Echo Sounder: an underwater device which sends out soundwaves, which are then reflected back to provide a depth reading. It works by using the difference in time between when the signal was transmitted and when it was recieved, if at all, to measure the depth travelled. As with all radar devices it is important that the pulse repetition rate and pulse repetition frequency are balanced in order for the signal to travel uninterrupted to minimize error. It is of utmost importance to always be aware of the depth of water underkeel and the echo sounder is an important device that changed depth sounding forever and phased out the lead line. If placed in an unstable position vulnerable to vessel fore-and-aft pitching, the echo sounder can also give false readings because it is moving from the position where it originally sent out its signals. The sounder should be placed perferably midships (depending on characteristics of course) and with as close to a 90 degree vertical beam projection as possible. The salinity of the water will have an effect on signal strength; meaning that in low salinity a depth reading may present as greater because the signal moves faster through the water, and in high-salinity may present as shallower beacuse the signal moves slower. The echo sounder is not a single unit; it is a system made up of different units to generate, transmit, and recieve the signals it deals with. The pulse generator generates the signals, the transducer recieves and transmits signals, the amplifier enhances the signals recieved, which is then recorded to produce a reading.

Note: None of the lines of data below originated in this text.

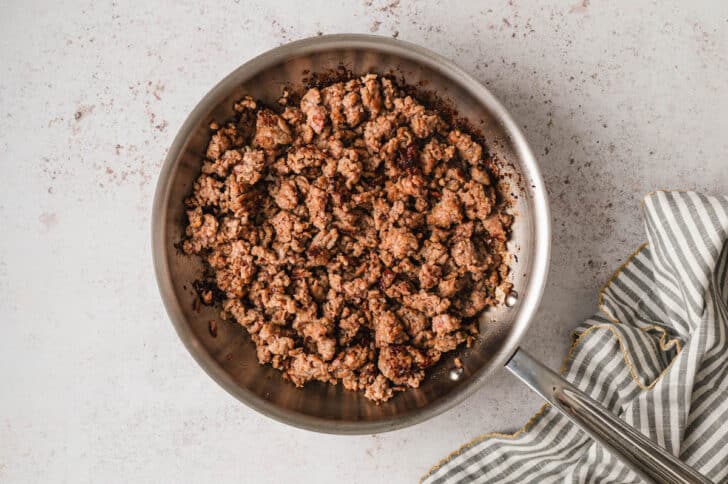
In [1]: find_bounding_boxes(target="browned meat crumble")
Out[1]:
[182,74,512,403]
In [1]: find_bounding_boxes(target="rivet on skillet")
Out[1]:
[450,368,463,381]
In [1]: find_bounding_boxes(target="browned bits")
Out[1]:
[180,74,513,403]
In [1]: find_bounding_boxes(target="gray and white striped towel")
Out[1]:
[422,191,728,484]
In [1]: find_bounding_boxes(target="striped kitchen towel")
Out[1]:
[422,191,728,484]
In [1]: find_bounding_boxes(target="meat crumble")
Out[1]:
[182,74,513,403]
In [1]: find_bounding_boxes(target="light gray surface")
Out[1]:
[0,0,728,482]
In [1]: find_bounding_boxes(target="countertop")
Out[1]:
[0,0,728,483]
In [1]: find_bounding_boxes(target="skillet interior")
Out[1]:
[152,35,549,433]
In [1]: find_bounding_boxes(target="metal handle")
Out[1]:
[506,349,711,483]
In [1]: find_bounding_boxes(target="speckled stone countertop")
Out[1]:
[0,0,728,483]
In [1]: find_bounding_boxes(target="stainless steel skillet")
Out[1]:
[152,35,707,482]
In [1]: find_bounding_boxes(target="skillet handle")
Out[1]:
[506,348,711,483]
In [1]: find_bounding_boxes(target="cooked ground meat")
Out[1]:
[182,74,513,403]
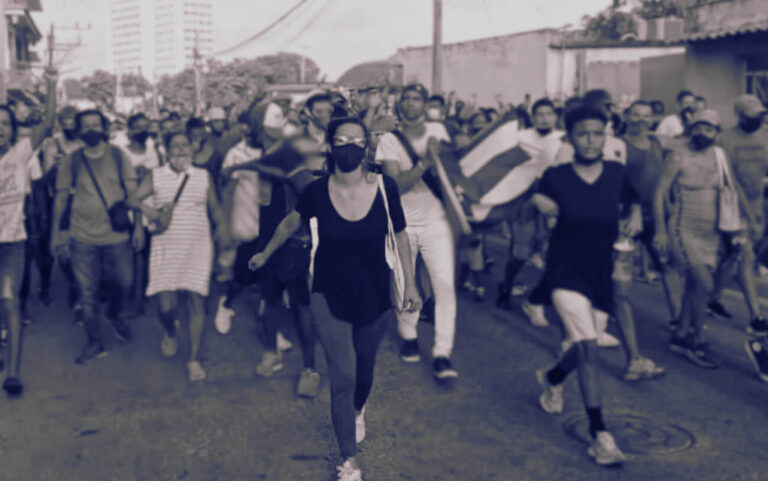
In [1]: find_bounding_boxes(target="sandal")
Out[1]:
[3,376,24,397]
[187,361,205,382]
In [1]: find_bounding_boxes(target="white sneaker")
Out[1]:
[536,369,564,414]
[355,406,365,444]
[213,296,235,335]
[277,331,293,352]
[597,331,621,348]
[587,431,627,466]
[336,460,363,481]
[521,301,549,327]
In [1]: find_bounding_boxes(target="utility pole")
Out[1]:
[0,0,8,103]
[194,30,203,117]
[432,0,443,94]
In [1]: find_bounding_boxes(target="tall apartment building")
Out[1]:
[107,0,213,81]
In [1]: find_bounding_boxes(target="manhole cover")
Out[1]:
[563,413,696,454]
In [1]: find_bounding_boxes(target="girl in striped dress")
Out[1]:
[129,133,225,381]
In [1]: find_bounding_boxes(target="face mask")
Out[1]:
[131,130,149,145]
[331,144,365,173]
[691,134,715,150]
[427,109,442,120]
[573,154,603,165]
[61,129,77,140]
[739,117,763,134]
[80,130,104,147]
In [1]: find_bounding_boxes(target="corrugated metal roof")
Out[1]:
[685,20,768,42]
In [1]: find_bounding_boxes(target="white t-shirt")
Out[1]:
[554,134,627,165]
[0,137,43,242]
[376,122,451,226]
[656,114,685,137]
[517,129,565,165]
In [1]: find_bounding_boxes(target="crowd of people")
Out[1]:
[0,66,768,481]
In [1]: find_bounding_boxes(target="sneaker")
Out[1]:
[213,296,235,335]
[296,368,320,398]
[597,331,621,348]
[256,351,283,377]
[111,319,131,341]
[160,321,180,357]
[520,301,549,327]
[669,334,688,354]
[496,284,512,309]
[75,344,107,364]
[587,431,627,466]
[744,339,768,382]
[707,301,733,319]
[536,369,564,414]
[432,356,459,381]
[336,460,363,481]
[624,357,667,381]
[747,317,768,336]
[475,286,485,302]
[355,406,365,444]
[400,339,421,362]
[277,331,293,352]
[685,342,719,369]
[187,361,205,382]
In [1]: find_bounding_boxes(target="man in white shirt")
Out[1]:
[656,90,696,137]
[376,84,458,380]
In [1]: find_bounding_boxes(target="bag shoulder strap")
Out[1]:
[173,174,189,205]
[82,154,109,210]
[392,129,419,166]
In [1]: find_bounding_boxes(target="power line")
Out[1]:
[210,0,309,57]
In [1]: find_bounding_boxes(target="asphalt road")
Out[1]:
[0,240,768,481]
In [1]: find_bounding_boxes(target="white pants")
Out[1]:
[397,218,456,357]
[552,289,608,342]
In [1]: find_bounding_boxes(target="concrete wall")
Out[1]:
[685,41,746,126]
[640,53,685,113]
[390,29,556,105]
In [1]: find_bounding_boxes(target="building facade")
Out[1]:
[107,0,213,81]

Doppler Log: a device for measuring the vessels speed by using the doppler effect. The log will transmit a signal to the seafloor, and the time difference between the transmission and retrieval is used to measure speed. A doppler log consists of multiple systems like the echo sounder. Most importantly to the navigator, the doppler log will provide a reading of speed through the water as opposed to the speed over the ground reading that GPS provides.